Только один раз, когда мы разговорились с учителем, он назвал ее возраст и что она из Ардебиля и все. Тогда я даже не обратил на это внимания и забыл на следующий день. Только сейчас я вспомнил, почему он заговорил о ней. Тогда я переписывал стихи Шаха Исмаила Хатаи и речь зашла о кызылбашах, тогда Мирза Бахтияр и рассказал, что его жена как раз из того города, который был главной резиденцией ордена красноголовых.
Мне нравился ее тихий и спокойный голос. Но, больше всего я полюбил ее аромат, который неслышным шепотом пробивался сквозь дешевые иранские духи на основе розовой воды. Имея тонкий нюх, я могу отличить настоящий запах женщины от обертки в виде духов. В тот день, когда она впервые обратилась ко мне по имени и покорила меня своим взглядом я заметил, что, она практически не пользовалась косметикой. В то время как обычные иранские женщины очень любили накладывать толстый слой косметики, так что получалось абсолютно новое лицо. Ее фигуру скрывала обычная одежда, но я знал, что Ширин меньше меня ростом. Я сидел и думал о ней, вспоминая каждую деталь и пытаясь точно создать ее образ в моей голове. На этот раз я решил не пропускать занятие у Мирзы Бахтияра и после работы поехал к нему.
Весь урок прошел скучно. Я нарисовал льва и солнце используя стихи Хатаи. Рисунок получился идеальным. Читать нужно было начиная с морды льва, а в лучах солнца были записаны отдельные бейты его из его произведений. Мирза Бахтияра уже невозможно было удивить моим искусством, и он со скучающим видом смотрел, как я за несколько минут создаю картину из букв и слов.

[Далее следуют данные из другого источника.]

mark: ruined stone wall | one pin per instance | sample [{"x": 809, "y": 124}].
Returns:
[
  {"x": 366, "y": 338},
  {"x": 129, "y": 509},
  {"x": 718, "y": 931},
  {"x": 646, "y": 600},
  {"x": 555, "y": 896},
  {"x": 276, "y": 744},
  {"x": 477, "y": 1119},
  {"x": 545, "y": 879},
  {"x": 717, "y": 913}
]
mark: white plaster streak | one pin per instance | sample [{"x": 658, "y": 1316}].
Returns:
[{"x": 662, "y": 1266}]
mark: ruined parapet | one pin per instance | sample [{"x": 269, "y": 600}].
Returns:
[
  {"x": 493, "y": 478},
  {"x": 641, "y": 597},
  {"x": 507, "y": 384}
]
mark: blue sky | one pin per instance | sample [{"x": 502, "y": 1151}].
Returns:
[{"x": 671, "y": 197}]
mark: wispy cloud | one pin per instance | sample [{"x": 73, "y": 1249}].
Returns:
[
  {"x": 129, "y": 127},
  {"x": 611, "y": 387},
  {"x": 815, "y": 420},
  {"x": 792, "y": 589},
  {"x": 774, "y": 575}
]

Вошла Ширин. Как всегда тихо поздоровалась и молча поставила поднос с чаем и вареньем на стол.
– Салам, агае Хосров.
– Салам Ширин ханум.
Впервые я обратился к ней по имени. Обычно я всегда ограничивался словом «салам». Она взглянула на меня, и я чуть дольше чем положено смотрел ей в глаза отложив калам и бумагу. Краешком губы, почти незаметно она улыбнулась. Эта улыбка длилась долю секунды, как еле слышный шорох, как тончайший еле уловимый аромат. Можно было вообще подумать, что не было никакой улыбки. Но, я точно знал, что Ширин улыбнулась именно мне всего один раз за всю мою долгую жизнь. Это была улыбка особого рода, только женщины могут дарить такие улыбки. Она вышла так же тихо, как и вошла.